GST Council Considers Scaling down of GST Rates on Residential Properties in the 34th GST Council Meeting

The 34th GST Council Meeting was held on 20th March, 2019 in New Delhi via video conferencing. The members discussed the operational details for implementation of the recommendations made by the council in its 33rd meeting where it was proposed that the effective GST rate be brought down to 1% in the case of affordable housing and 5% on the construction of houses that do not fall under the criteria of affordable housing.

The GST Council has approved the transition plan for the implementation of the new tax structure. In a move that proves to be of great relief to the housing sector, the Council has provided the option to ongoing projects to choose between paying 12% GST with Input Tax Credit benefits, or choose to pay 5% GST without the option to avail ITC. “Ongoing projects” refer to any construction projects where construction has started prior to April 1, 2019. The new rates will be applicable from the 1st of April.

For the affordable housing sector, the effective GST rates would be 8% (with ITC) and 1% (without the option of ITC). All houses that come under the bracket of affordable houses as decided by GSTC (up to a maximum value of 45 lakhs and area 60 sq. mtr. in non-metros / 90 sq. mtr. in metro cities) will attract 1% GST. The new GST rate will also be applicable for affordable houses being constructed in ongoing projects under the existing central and state housing schemes that are presently eligible for concessional rate of 8% GST (after 1/3rd land abatement).
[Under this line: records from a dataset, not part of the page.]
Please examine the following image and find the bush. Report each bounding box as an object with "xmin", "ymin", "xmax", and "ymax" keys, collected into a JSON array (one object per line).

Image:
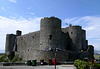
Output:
[
  {"xmin": 12, "ymin": 55, "xmax": 22, "ymax": 62},
  {"xmin": 94, "ymin": 63, "xmax": 100, "ymax": 69},
  {"xmin": 0, "ymin": 54, "xmax": 9, "ymax": 62},
  {"xmin": 74, "ymin": 59, "xmax": 89, "ymax": 69}
]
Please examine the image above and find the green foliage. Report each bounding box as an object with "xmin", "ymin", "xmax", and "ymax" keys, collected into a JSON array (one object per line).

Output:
[
  {"xmin": 94, "ymin": 63, "xmax": 100, "ymax": 69},
  {"xmin": 0, "ymin": 54, "xmax": 22, "ymax": 62},
  {"xmin": 74, "ymin": 59, "xmax": 89, "ymax": 69},
  {"xmin": 12, "ymin": 55, "xmax": 22, "ymax": 62},
  {"xmin": 0, "ymin": 54, "xmax": 9, "ymax": 62}
]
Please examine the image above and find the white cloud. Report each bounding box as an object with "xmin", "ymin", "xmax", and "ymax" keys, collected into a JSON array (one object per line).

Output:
[
  {"xmin": 9, "ymin": 0, "xmax": 17, "ymax": 3},
  {"xmin": 1, "ymin": 6, "xmax": 6, "ymax": 11},
  {"xmin": 30, "ymin": 12, "xmax": 35, "ymax": 15},
  {"xmin": 0, "ymin": 16, "xmax": 41, "ymax": 50},
  {"xmin": 63, "ymin": 16, "xmax": 100, "ymax": 50}
]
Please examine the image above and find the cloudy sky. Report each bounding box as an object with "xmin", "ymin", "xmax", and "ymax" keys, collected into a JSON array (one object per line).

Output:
[{"xmin": 0, "ymin": 0, "xmax": 100, "ymax": 50}]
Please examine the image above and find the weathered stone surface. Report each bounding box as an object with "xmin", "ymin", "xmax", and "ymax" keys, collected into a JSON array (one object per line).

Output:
[{"xmin": 6, "ymin": 17, "xmax": 94, "ymax": 62}]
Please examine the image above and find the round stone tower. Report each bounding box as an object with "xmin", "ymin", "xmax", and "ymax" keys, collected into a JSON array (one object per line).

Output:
[
  {"xmin": 40, "ymin": 17, "xmax": 62, "ymax": 50},
  {"xmin": 69, "ymin": 26, "xmax": 82, "ymax": 51}
]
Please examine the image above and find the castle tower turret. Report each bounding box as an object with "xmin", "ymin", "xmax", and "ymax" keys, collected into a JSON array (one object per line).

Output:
[
  {"xmin": 69, "ymin": 26, "xmax": 82, "ymax": 51},
  {"xmin": 40, "ymin": 17, "xmax": 62, "ymax": 50},
  {"xmin": 82, "ymin": 30, "xmax": 87, "ymax": 51},
  {"xmin": 16, "ymin": 30, "xmax": 22, "ymax": 36},
  {"xmin": 5, "ymin": 34, "xmax": 16, "ymax": 53}
]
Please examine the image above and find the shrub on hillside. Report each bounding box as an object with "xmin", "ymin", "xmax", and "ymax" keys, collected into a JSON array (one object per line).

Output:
[{"xmin": 74, "ymin": 59, "xmax": 89, "ymax": 69}]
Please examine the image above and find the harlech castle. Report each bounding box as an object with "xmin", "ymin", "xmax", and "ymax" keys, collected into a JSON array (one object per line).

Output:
[{"xmin": 5, "ymin": 17, "xmax": 94, "ymax": 62}]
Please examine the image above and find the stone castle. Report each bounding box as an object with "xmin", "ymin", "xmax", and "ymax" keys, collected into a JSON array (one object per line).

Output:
[{"xmin": 5, "ymin": 17, "xmax": 94, "ymax": 62}]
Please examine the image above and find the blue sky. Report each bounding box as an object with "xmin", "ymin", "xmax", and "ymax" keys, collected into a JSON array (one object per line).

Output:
[{"xmin": 0, "ymin": 0, "xmax": 100, "ymax": 50}]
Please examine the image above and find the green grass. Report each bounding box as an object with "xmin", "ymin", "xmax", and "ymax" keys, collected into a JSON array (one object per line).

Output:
[{"xmin": 0, "ymin": 53, "xmax": 4, "ymax": 58}]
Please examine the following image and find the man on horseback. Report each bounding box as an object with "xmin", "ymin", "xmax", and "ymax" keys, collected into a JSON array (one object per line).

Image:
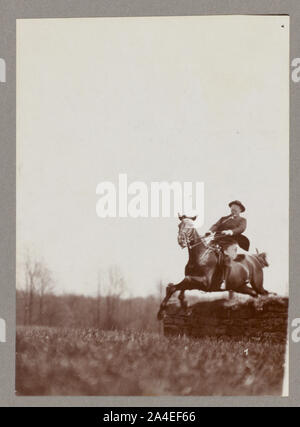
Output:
[
  {"xmin": 206, "ymin": 200, "xmax": 250, "ymax": 258},
  {"xmin": 157, "ymin": 200, "xmax": 269, "ymax": 319},
  {"xmin": 206, "ymin": 200, "xmax": 250, "ymax": 288}
]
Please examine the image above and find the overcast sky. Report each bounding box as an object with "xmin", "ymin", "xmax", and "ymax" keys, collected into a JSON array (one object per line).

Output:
[{"xmin": 17, "ymin": 16, "xmax": 289, "ymax": 295}]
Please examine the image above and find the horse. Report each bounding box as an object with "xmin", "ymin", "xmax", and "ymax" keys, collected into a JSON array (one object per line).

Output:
[{"xmin": 157, "ymin": 216, "xmax": 269, "ymax": 320}]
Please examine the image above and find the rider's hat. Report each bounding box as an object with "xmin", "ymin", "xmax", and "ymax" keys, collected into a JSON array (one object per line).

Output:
[{"xmin": 228, "ymin": 200, "xmax": 246, "ymax": 212}]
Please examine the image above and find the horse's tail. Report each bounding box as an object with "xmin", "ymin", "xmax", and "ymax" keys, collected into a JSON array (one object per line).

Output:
[{"xmin": 256, "ymin": 249, "xmax": 269, "ymax": 268}]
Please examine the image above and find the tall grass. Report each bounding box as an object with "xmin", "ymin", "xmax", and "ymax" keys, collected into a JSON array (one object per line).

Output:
[{"xmin": 16, "ymin": 327, "xmax": 285, "ymax": 396}]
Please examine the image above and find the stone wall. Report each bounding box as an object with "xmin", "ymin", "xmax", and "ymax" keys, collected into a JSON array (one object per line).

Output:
[{"xmin": 163, "ymin": 291, "xmax": 288, "ymax": 341}]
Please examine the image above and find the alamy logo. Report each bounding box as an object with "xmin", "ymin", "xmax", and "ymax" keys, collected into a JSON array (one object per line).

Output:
[
  {"xmin": 0, "ymin": 58, "xmax": 6, "ymax": 83},
  {"xmin": 96, "ymin": 173, "xmax": 204, "ymax": 224}
]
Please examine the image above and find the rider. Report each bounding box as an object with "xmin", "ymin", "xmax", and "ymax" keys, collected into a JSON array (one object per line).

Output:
[{"xmin": 206, "ymin": 200, "xmax": 250, "ymax": 259}]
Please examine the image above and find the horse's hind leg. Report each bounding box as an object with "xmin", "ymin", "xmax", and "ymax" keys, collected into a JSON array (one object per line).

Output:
[
  {"xmin": 236, "ymin": 283, "xmax": 257, "ymax": 298},
  {"xmin": 250, "ymin": 270, "xmax": 269, "ymax": 295}
]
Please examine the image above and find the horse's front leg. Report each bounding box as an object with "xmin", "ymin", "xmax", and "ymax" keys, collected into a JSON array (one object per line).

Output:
[
  {"xmin": 157, "ymin": 283, "xmax": 177, "ymax": 320},
  {"xmin": 178, "ymin": 289, "xmax": 187, "ymax": 309}
]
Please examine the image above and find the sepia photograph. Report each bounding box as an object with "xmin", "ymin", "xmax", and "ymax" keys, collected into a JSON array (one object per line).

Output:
[{"xmin": 15, "ymin": 15, "xmax": 290, "ymax": 396}]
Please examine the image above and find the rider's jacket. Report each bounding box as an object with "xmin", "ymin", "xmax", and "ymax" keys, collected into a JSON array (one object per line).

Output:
[{"xmin": 210, "ymin": 214, "xmax": 247, "ymax": 235}]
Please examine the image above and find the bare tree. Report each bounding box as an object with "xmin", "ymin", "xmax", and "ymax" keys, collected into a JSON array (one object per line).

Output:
[
  {"xmin": 105, "ymin": 265, "xmax": 126, "ymax": 329},
  {"xmin": 24, "ymin": 253, "xmax": 53, "ymax": 325}
]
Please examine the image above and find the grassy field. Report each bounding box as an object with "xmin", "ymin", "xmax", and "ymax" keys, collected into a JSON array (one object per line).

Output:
[{"xmin": 16, "ymin": 327, "xmax": 285, "ymax": 396}]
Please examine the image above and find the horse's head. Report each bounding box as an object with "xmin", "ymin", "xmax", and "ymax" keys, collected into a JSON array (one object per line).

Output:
[{"xmin": 177, "ymin": 215, "xmax": 197, "ymax": 248}]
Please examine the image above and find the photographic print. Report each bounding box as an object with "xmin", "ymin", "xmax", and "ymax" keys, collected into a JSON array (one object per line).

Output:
[{"xmin": 16, "ymin": 15, "xmax": 289, "ymax": 396}]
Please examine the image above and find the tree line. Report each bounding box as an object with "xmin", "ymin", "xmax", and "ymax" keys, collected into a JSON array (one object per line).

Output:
[{"xmin": 16, "ymin": 256, "xmax": 162, "ymax": 332}]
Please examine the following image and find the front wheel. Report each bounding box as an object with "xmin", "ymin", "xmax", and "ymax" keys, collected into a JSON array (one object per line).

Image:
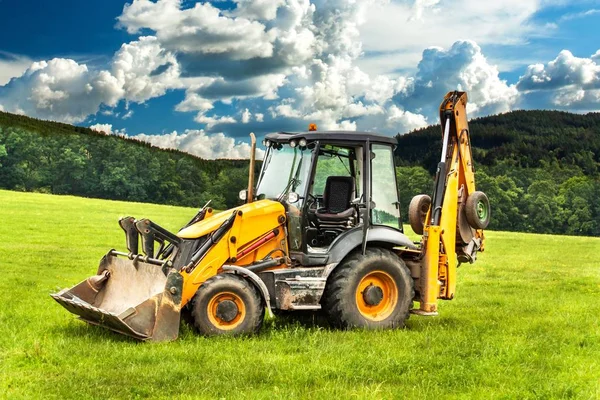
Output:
[
  {"xmin": 191, "ymin": 274, "xmax": 265, "ymax": 336},
  {"xmin": 323, "ymin": 248, "xmax": 414, "ymax": 329}
]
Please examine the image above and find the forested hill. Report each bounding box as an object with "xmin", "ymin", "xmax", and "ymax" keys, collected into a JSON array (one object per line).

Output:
[
  {"xmin": 0, "ymin": 111, "xmax": 600, "ymax": 236},
  {"xmin": 396, "ymin": 111, "xmax": 600, "ymax": 236},
  {"xmin": 0, "ymin": 112, "xmax": 248, "ymax": 208},
  {"xmin": 396, "ymin": 111, "xmax": 600, "ymax": 175}
]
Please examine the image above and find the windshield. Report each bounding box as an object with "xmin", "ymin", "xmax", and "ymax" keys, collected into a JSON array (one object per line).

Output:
[{"xmin": 256, "ymin": 144, "xmax": 312, "ymax": 199}]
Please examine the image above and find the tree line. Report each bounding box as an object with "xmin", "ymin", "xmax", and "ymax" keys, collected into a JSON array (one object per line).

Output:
[
  {"xmin": 0, "ymin": 112, "xmax": 254, "ymax": 209},
  {"xmin": 395, "ymin": 111, "xmax": 600, "ymax": 236},
  {"xmin": 0, "ymin": 111, "xmax": 600, "ymax": 236}
]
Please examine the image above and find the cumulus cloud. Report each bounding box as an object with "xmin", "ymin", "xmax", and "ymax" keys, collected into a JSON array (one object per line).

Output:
[
  {"xmin": 517, "ymin": 50, "xmax": 600, "ymax": 110},
  {"xmin": 394, "ymin": 41, "xmax": 518, "ymax": 116},
  {"xmin": 130, "ymin": 129, "xmax": 264, "ymax": 159},
  {"xmin": 0, "ymin": 37, "xmax": 180, "ymax": 123},
  {"xmin": 0, "ymin": 0, "xmax": 600, "ymax": 141},
  {"xmin": 112, "ymin": 36, "xmax": 181, "ymax": 103},
  {"xmin": 118, "ymin": 0, "xmax": 273, "ymax": 60},
  {"xmin": 0, "ymin": 51, "xmax": 32, "ymax": 86},
  {"xmin": 357, "ymin": 0, "xmax": 556, "ymax": 75},
  {"xmin": 0, "ymin": 58, "xmax": 123, "ymax": 123},
  {"xmin": 90, "ymin": 124, "xmax": 126, "ymax": 136}
]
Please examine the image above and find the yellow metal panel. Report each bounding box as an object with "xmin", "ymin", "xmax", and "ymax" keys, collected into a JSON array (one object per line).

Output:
[{"xmin": 178, "ymin": 200, "xmax": 288, "ymax": 306}]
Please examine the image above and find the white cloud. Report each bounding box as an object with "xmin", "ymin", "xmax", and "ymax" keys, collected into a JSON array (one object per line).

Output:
[
  {"xmin": 112, "ymin": 36, "xmax": 181, "ymax": 103},
  {"xmin": 242, "ymin": 108, "xmax": 252, "ymax": 124},
  {"xmin": 0, "ymin": 51, "xmax": 32, "ymax": 86},
  {"xmin": 517, "ymin": 50, "xmax": 600, "ymax": 111},
  {"xmin": 194, "ymin": 114, "xmax": 237, "ymax": 129},
  {"xmin": 394, "ymin": 41, "xmax": 518, "ymax": 117},
  {"xmin": 386, "ymin": 105, "xmax": 428, "ymax": 132},
  {"xmin": 0, "ymin": 37, "xmax": 181, "ymax": 123},
  {"xmin": 90, "ymin": 124, "xmax": 126, "ymax": 136},
  {"xmin": 0, "ymin": 58, "xmax": 123, "ymax": 123},
  {"xmin": 130, "ymin": 130, "xmax": 264, "ymax": 159},
  {"xmin": 118, "ymin": 0, "xmax": 273, "ymax": 60},
  {"xmin": 0, "ymin": 0, "xmax": 600, "ymax": 136},
  {"xmin": 357, "ymin": 0, "xmax": 556, "ymax": 75},
  {"xmin": 233, "ymin": 0, "xmax": 285, "ymax": 21}
]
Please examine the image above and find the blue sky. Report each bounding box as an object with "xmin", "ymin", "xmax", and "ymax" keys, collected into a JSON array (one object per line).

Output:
[{"xmin": 0, "ymin": 0, "xmax": 600, "ymax": 158}]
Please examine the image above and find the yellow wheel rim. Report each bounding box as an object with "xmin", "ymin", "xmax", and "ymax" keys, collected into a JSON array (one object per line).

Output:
[
  {"xmin": 207, "ymin": 292, "xmax": 246, "ymax": 331},
  {"xmin": 356, "ymin": 271, "xmax": 398, "ymax": 321}
]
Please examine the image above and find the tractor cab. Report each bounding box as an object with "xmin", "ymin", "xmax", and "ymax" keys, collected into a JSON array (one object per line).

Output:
[{"xmin": 256, "ymin": 131, "xmax": 402, "ymax": 266}]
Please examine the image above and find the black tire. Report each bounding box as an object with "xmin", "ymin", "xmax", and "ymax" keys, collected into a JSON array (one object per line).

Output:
[
  {"xmin": 408, "ymin": 194, "xmax": 431, "ymax": 235},
  {"xmin": 322, "ymin": 247, "xmax": 414, "ymax": 329},
  {"xmin": 465, "ymin": 192, "xmax": 490, "ymax": 229},
  {"xmin": 191, "ymin": 273, "xmax": 265, "ymax": 336}
]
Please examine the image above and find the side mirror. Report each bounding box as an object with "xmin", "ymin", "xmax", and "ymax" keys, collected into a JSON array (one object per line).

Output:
[{"xmin": 287, "ymin": 192, "xmax": 300, "ymax": 204}]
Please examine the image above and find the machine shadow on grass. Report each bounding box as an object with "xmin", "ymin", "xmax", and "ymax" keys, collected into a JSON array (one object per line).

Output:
[{"xmin": 52, "ymin": 320, "xmax": 146, "ymax": 343}]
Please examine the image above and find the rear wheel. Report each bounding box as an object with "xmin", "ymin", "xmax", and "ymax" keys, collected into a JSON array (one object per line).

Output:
[
  {"xmin": 191, "ymin": 274, "xmax": 265, "ymax": 336},
  {"xmin": 323, "ymin": 248, "xmax": 414, "ymax": 329}
]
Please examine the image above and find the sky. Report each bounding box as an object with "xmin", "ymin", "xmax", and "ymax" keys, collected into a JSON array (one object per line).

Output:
[{"xmin": 0, "ymin": 0, "xmax": 600, "ymax": 158}]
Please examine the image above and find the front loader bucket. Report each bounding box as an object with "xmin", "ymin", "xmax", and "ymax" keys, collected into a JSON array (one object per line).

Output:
[{"xmin": 51, "ymin": 252, "xmax": 183, "ymax": 341}]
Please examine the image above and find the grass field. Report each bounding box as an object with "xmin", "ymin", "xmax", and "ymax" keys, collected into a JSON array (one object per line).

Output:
[{"xmin": 0, "ymin": 191, "xmax": 600, "ymax": 399}]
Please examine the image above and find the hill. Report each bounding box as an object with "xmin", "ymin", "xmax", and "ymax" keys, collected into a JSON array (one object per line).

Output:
[
  {"xmin": 0, "ymin": 190, "xmax": 600, "ymax": 399},
  {"xmin": 395, "ymin": 111, "xmax": 600, "ymax": 236},
  {"xmin": 0, "ymin": 112, "xmax": 248, "ymax": 208},
  {"xmin": 0, "ymin": 111, "xmax": 600, "ymax": 236}
]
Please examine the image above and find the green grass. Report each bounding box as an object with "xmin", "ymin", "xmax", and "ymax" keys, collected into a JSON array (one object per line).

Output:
[{"xmin": 0, "ymin": 191, "xmax": 600, "ymax": 399}]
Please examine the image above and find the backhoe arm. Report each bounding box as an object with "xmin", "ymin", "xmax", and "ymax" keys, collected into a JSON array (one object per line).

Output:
[{"xmin": 418, "ymin": 92, "xmax": 489, "ymax": 315}]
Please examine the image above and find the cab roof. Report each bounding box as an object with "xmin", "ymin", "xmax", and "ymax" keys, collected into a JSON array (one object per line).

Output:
[{"xmin": 265, "ymin": 131, "xmax": 398, "ymax": 145}]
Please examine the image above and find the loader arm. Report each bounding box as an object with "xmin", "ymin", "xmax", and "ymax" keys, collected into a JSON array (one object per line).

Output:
[{"xmin": 417, "ymin": 92, "xmax": 484, "ymax": 315}]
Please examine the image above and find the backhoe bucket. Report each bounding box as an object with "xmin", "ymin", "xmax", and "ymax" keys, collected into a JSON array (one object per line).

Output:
[{"xmin": 51, "ymin": 252, "xmax": 183, "ymax": 341}]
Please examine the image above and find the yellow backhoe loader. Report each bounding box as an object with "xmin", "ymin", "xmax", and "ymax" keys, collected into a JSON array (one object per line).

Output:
[{"xmin": 51, "ymin": 92, "xmax": 490, "ymax": 341}]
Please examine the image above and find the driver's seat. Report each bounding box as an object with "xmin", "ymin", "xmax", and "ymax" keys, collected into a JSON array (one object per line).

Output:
[{"xmin": 315, "ymin": 176, "xmax": 356, "ymax": 233}]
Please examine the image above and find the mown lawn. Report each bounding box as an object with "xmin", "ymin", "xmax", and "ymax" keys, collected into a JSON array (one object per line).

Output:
[{"xmin": 0, "ymin": 191, "xmax": 600, "ymax": 399}]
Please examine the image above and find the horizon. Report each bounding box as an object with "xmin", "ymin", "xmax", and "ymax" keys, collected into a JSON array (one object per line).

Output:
[{"xmin": 0, "ymin": 0, "xmax": 600, "ymax": 159}]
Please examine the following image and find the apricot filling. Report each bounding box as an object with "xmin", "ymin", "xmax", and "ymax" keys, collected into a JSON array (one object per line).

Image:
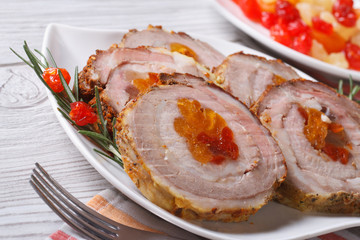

The meeting also brought in decisions such as 80% of the material procurements other than capital goods, TDR/ JDA, FSI, long term lease should be from registered dealers. Failing this, the builder will be liable to pay taxes @ 18% on RCM basis. However, cement purchased from unregistered dealers will be taxed at 28% under RCM.

In addition, properties with up to 15% commercial spaces will be treated as residential properties and ITC rules will be amended to bring greater clarity on monthly and final determination of ITC as commercial units in such mixed projects will still be eligible for ITC.